Reminders, To do Lists

  • Workflowy – Keep Workflowy open in a browser tab – add, delete, organize ‘to-do’ items very easily.
  • Wunderlist – manage and share todo lists across multiple devices.
  • IDoneThis – Simple way of keeping track of what you’ve done everyday. You receive an email once a day, you quickly dash off a reply with a list of what you did. And that’s it, you’re done. Keeps a simple calendar for you that you can refer back to and export for safe-keeping.
  • Remember the Milk – Web-based tool, with app available for iPad & Android. Integrates with Google Calendar, Gmail & Twitter.
  • Reminder Fox – Firefox addon to keep you organized.

Bookmarking (even though we covered these already, I thought it made sense to include them here too)

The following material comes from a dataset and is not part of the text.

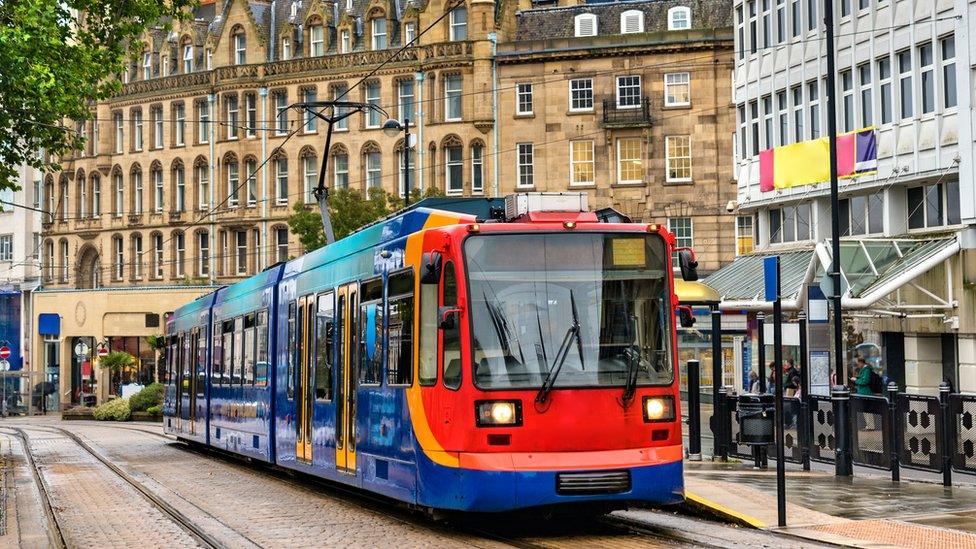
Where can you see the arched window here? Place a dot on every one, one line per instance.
(585, 24)
(679, 18)
(631, 21)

  • diigo – Another very popular bookmarking tool that has many added features, including groups to pool resources and note-taking options.
  • delicious – Delicious stores a list of your favorite websites online so you can access them from anywhere. AVOS bought delicious from Yahoo in 2011. It seems to still be going strong.

Share your computer screen 

  • Surfly  – This handy service lets you share your browser screen with others. It’s great for showing someone how to use a library search tool or some other tool. And it’s terrific for helping others troubleshoot a computer problem.
  • ScreenLeap – Similar service, free for limited use.

Reading on the web

  • Clearly – This tool is a one of my personal favorites. I hate pages with tons of ads. Clearly strips out all the advertising clutter so you can view pages without distraction. It installs a handy button on your toolbar and all you do is click the button to reformat the page. Highlight text on the page and Clearly sends the document and your highlights to your Evernote account. This tool is amazing!
  • Readability – Similar to Clearly, strips out the junk on a web page and makes it easier to read.
  • Instapaper/Read it Later – When you run across an article, web page or news story you want to read later, use the “Read it Later” bookmarklet to quickly add it to a list of articles that you can access via your computer or mobile device. Very handy.